The timing of bleomycin (BLM) administration after KMT-17 tumor inoculation was found to be important for optimizing its therapeutic effect on tumor-bearing rats. A remarkable therapeutic effect was observed when BLM (5 mg/kg/day) was administered i.p. for 5 days from the eighth day after tumor inoculation (Day 8 to Day 12) rather than when BLM was administered i.p. for 5 days during the days immediately following tumor inoculation (Day 1 and Day 5)(cured rats/treated rats: 10/21 and 2/16, respectively). By means of a Winn assay, stronger tumor-neutralizing activities were observed in spleen cells from BLM (Day 8 to Day 12)-treated tumor-bearing rats than were observed in spleen cells from BLM (Day 1 to Day 5)-treated tumor-bearing rats (% Inhibition: 70.9 and 49.3%, respectively). These therapeutic effects were thus found to be consistent with the antitumor immunity against KMT-17. The enhanced tumor-neutralizing activities of spleen cells from BLM-treated tumor-bearing rats were suppressed by adding spleen cells from nontreated tumor-bearing rats. In cell transfer experiments, an antitumor transplantation resistance in rats immunized with irradiated KMT-17 cells was abrogated by an adoptive transfer of spleen cells from untreated tumor-bearing rats or BLM (Day 1 to Day 5)-treated tumor-bearing rats but not from BLM (Day 8 to Day 12)-treated tumor-bearing rats.
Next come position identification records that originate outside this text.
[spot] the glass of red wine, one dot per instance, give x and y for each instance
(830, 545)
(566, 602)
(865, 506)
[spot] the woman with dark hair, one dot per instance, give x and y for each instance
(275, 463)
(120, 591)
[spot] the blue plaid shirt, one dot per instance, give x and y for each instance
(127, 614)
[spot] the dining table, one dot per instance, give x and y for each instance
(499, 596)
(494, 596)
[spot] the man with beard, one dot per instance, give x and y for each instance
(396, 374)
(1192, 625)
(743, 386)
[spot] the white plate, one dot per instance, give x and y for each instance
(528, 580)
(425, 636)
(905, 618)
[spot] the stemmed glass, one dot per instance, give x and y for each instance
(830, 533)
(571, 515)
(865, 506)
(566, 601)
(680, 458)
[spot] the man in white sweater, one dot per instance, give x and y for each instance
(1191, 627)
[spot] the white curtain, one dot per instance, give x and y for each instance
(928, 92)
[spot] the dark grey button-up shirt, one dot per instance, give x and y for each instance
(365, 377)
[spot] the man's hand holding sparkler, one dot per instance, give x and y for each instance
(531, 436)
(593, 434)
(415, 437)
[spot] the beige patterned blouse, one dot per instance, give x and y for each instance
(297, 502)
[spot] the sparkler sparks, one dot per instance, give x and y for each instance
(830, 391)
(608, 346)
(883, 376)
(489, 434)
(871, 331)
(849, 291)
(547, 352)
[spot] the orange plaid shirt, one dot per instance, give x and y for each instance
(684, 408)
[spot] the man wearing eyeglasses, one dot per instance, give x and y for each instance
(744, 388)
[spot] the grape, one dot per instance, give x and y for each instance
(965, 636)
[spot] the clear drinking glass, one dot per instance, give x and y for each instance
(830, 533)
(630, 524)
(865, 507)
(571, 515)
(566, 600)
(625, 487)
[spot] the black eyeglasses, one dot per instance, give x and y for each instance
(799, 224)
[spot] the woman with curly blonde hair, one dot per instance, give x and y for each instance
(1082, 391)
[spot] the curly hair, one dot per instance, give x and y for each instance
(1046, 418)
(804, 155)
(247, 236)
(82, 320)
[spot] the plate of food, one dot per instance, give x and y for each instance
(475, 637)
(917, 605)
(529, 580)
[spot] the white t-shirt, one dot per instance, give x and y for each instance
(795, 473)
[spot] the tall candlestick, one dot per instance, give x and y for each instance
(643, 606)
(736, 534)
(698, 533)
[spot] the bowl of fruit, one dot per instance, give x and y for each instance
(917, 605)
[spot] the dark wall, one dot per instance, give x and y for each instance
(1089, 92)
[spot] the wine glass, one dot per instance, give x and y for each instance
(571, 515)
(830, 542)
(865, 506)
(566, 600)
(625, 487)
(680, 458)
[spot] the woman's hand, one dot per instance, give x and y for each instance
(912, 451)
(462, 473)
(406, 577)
These results suggest that, when BLM is administered during a late stage of tumor growth, it is effective in eliminating suppressor cells and that this leads to an improvement in the therapeutic effects of the drug.

Footnotes

  • ↵1 Supported in part by a Grant-in-Aid for Cancer Research from the Japanese Ministry of Education, Science, and Culture, and by a grant from the Japanese Foundation for Multidisciplinary Treatment of Cancer, Tokyo, Japan.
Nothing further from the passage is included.